Because of the bargain Farah and Ellina had struck the night of the coup. After the queen’s murder, when Ellina had been beaten and bound and at Farah’s mercy, she had thought Farah would kill her. In a logical, detached sort of way, Ellina could see the sense in it. Ellina was one of the few surviving elves who knew the truth of Farah’s plots: how Farah yearned for the throne, how she feared their mother would never crown her. How she allied with the southerners and corrupted the city’s guard in order to kill the queen and stage her takeover. Ellina had witnessed it all, making her a loose end. A liability. If Farah was smart, she would have killed Ellina too.

Yet instead of killing her, Farah had surprised Ellina with a bargain: Venick’s life and the safety of his home-city Irek, for Ellina’s cooperation.

Farah seemed to understand that her claim to the throne was tenuous. Though some elves might believe the rumors she was spreading—that Queen Rishiana had succumbed to the same disease that killed her sister Ara, that the sickness drove her to madness, that her death was both an accident and a mercy—not all elves were so easily fooled. Many had known the city was in danger. Many expected this invasion. If Farah wanted to tighten her hold on the throne, she needed to snuff out any resistance…and she could use Ellina’s influence as a once-beloved legionnaire to do it.

“Sister,” Farah addressed Ellina. “You spent time with the human. You know him best. What do you think he is doing here?”
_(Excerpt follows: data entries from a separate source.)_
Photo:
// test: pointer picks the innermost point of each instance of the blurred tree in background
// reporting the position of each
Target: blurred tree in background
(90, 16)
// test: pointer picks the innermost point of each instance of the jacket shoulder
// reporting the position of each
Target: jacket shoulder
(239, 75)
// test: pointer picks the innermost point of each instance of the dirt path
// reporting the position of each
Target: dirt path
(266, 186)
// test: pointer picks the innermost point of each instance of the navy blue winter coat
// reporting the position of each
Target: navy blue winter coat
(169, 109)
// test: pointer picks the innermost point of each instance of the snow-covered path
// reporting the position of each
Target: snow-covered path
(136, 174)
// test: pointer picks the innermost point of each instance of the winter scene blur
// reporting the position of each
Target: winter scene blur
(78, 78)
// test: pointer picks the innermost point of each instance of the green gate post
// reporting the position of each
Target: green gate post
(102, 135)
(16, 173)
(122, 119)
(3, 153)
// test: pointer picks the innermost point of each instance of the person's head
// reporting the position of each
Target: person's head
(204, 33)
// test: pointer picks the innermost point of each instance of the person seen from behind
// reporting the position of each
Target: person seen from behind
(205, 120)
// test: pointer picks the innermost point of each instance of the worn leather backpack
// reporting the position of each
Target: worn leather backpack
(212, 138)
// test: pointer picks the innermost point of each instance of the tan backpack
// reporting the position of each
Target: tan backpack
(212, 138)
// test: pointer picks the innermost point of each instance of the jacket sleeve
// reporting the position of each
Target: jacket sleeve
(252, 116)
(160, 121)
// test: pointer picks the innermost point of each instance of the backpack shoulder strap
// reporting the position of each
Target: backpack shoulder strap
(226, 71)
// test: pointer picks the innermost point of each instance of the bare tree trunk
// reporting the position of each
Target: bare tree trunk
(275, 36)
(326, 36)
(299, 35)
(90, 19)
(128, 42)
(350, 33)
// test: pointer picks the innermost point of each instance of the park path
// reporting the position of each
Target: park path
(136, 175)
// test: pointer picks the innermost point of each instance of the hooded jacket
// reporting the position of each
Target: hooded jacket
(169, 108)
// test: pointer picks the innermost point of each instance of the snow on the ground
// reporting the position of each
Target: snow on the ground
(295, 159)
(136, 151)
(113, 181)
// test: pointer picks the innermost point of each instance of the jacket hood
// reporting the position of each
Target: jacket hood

The question was a coiled snake. It lifted its bony head, flicked out a forked tongue. Ellina knew better than to answer such a question head on. She replied carefully, at an angle. “The human often worries over his homeland. He is likely wondering how your new position as queen will affect his people. He could have returned to gather information.”

“To spy, you mean.”

“Yes.” Any other answer would have seemed false.

“Is that all?”

It was not just the question that was serpentine, but Farah herself. Ellina saw her sister’s gaze and thought of plated scales. She thought of venomous fangs. She thought of Dourin in the city, and how his reappearance presented a chance that was both unexpected and invaluable.

“Well?” Farah prompted.

“It is also possible that the human came to recruit northern elves who are…unhappy about your alliance with the southerners,” Ellina said. “He might hope to lead a rebellion against you.”

“My soldiers outnumber native citizens. They will stop him if he tries. But come, sister.” Farah tilted her head. “Can you think of no other reason why the human might have returned? We already established that he is not working alone. Why not send a companion back to the city in his stead? Why risk himself, when he is so easily spotted as an outsider?”

To anyone else, it might seem as though this insistent questioning stemmed from a real desire to discover the human’s motives. Venick was a known threat. He too was a loose end. His return to Evov raised many questions; Farahshouldseek to uncover his purpose. Yet Ellina knew her sister, and so she knew the truth: Farah was testing her.

It had been like this ever since their bargain. Farah constantly aimed to challenge her sister’s loyalty, to push at the underworking of Ellina’s thoughts to see if they would push back. Farah had always suspected that there was something romantic between Venick and Ellina. She suspected, too, that Ellina was not being wholly truthful when she had agreed to their deal. It did not matter that Ellina had both refuted her feelings for Venick and pledged her loyalty to Farah in elvish, or that lying in elvish was supposed to be impossible. Farah’s suspicions remained.

Ellina was careful not to drop her sister’s gaze. She met Farah’s stare coolly, observing her sharp cheekbones, her haughty mouth, the slim line of golden earrings that signified her new rank as queen.

Ellina was grateful for Farah’s distrust. She was grateful for the way that distrust had become like a tool in Ellina’s palm: a mirror that could be angled into the light to blind Farah. Because if Farah was busy worrying over Ellina’s secrets, Ellina could make a move that looked nothing like a move.

“You are right,” Ellina said lightly. “There is another possibility. It is possible that Venick returned to Evov for me.”